If you’ve read any of my articles on composition, you already know that I encourage people to strive for simplicity and look for graphics. For wide-angle landscapes, I look for leading lines and curves to use in foregrounds. I look for connections. I look for a way to draw my viewers in and lead them through the picture. When choosing foreground elements like flowers, look for groups or shapes that can act as leading or entry elements, a place for the viewer to begin. Also, look for attractive specimens. Remember, most of your image is going to be foreground so you need to make the most of it. When using water for a foreground, perhaps a stream, try to visualize how the flow of water will play in your foreground, how the lines and curves will travel. One way to do this is to use your depth of field preview button. When set at f/22, the viewfinder will become very dark, eliminating nearly all the detail and leaving only the light and the dark. In other words, just the flow of the water in your frame. You can use this technique to evaluate the graphics in your composition. (If you don’t have a preview button then simply squint your eyes)

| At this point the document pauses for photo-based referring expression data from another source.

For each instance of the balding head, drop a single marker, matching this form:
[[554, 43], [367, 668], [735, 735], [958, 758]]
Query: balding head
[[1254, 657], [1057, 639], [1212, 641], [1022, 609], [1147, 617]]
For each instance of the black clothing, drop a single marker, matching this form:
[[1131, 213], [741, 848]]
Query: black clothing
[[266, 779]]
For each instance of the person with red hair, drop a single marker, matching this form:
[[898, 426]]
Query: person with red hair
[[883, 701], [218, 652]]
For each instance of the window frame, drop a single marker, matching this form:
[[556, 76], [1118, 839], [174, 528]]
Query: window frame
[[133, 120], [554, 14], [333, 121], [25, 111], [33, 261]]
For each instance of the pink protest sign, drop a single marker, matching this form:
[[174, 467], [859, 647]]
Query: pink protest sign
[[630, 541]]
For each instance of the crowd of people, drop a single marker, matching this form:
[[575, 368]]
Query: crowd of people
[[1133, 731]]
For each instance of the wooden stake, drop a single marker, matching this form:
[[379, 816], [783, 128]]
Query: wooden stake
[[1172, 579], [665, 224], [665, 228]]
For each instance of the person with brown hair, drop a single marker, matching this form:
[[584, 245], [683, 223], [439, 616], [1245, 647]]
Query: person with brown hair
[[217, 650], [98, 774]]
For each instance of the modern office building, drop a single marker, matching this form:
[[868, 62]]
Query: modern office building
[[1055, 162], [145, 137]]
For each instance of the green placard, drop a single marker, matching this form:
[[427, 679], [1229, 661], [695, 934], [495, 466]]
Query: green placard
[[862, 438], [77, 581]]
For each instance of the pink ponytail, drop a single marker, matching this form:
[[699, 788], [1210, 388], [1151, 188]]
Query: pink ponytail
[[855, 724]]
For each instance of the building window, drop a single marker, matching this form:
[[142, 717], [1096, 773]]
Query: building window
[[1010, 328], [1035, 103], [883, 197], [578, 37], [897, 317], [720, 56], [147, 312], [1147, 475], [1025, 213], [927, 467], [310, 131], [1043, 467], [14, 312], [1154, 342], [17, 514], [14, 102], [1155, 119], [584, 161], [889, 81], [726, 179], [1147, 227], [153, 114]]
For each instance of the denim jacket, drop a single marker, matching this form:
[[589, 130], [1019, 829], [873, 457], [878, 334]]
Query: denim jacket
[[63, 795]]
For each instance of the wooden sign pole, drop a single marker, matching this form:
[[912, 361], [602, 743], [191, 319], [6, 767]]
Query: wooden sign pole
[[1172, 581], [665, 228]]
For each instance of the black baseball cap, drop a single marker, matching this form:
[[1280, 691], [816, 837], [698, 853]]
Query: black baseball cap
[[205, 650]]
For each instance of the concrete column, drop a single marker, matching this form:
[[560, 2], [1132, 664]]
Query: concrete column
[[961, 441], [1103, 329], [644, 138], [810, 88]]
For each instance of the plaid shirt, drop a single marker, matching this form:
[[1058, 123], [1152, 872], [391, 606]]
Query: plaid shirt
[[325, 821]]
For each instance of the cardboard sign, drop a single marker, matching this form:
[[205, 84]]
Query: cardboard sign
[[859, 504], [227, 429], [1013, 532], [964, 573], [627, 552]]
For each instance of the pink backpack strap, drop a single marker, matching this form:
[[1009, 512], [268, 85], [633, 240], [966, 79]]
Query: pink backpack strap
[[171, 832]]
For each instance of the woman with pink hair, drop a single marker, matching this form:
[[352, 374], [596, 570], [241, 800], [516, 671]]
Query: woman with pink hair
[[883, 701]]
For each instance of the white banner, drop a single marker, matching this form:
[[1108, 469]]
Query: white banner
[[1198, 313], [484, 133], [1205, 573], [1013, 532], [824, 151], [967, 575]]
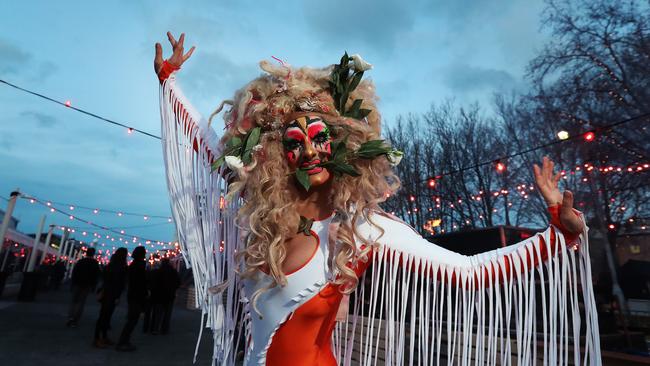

Also, try to keep it simple. Don’t include too much. A single line or curve leads the viewer in better than a confusing group of lines or elements. Simplifying is often the most difficult part of composition but it will improve your photography the most. It takes practice, so just keep at it.

 

 

It bears repeating that the techniques outlined here are effective when used with wide-angle lenses (18-35 on a 35mm slr). You simply cannot get the depth of field needed with a medium or telephoto lens to achieve the near/far effect I describe here.

 

 

Here are some tips for dynamic wide-angle landscape images:

·        Get close to your foreground. Ok, now get closer.

·        Find your composition first, and then set up your tripod.

·        Once you’ve found your composition (close to and slightly above your foreground), and taken all the time to get your tripod set up and your tripod head adjusted in just the right place, lock in your composition. Then use your quick release to take the camera off the tripod to determine exposure (you may need to use a graduated filter and you’ll need to spot meter around the scene to determine which filter to use)

·        Set your focusing using the hyperfocal marks on your lens, a chart, or by focusing near the center of the frame.



 

I’m often asked if I use medium or large format to achieve the depth and detail seen in large prints of my landscape photos. Folks are surprised to learn that I use only 35mm film and digital SLR cameras. By using the hyperfocal techniques I outline here and by using a tripod, quality film and lenses, I’m able to achieve large format results without a large format camera. You will be too.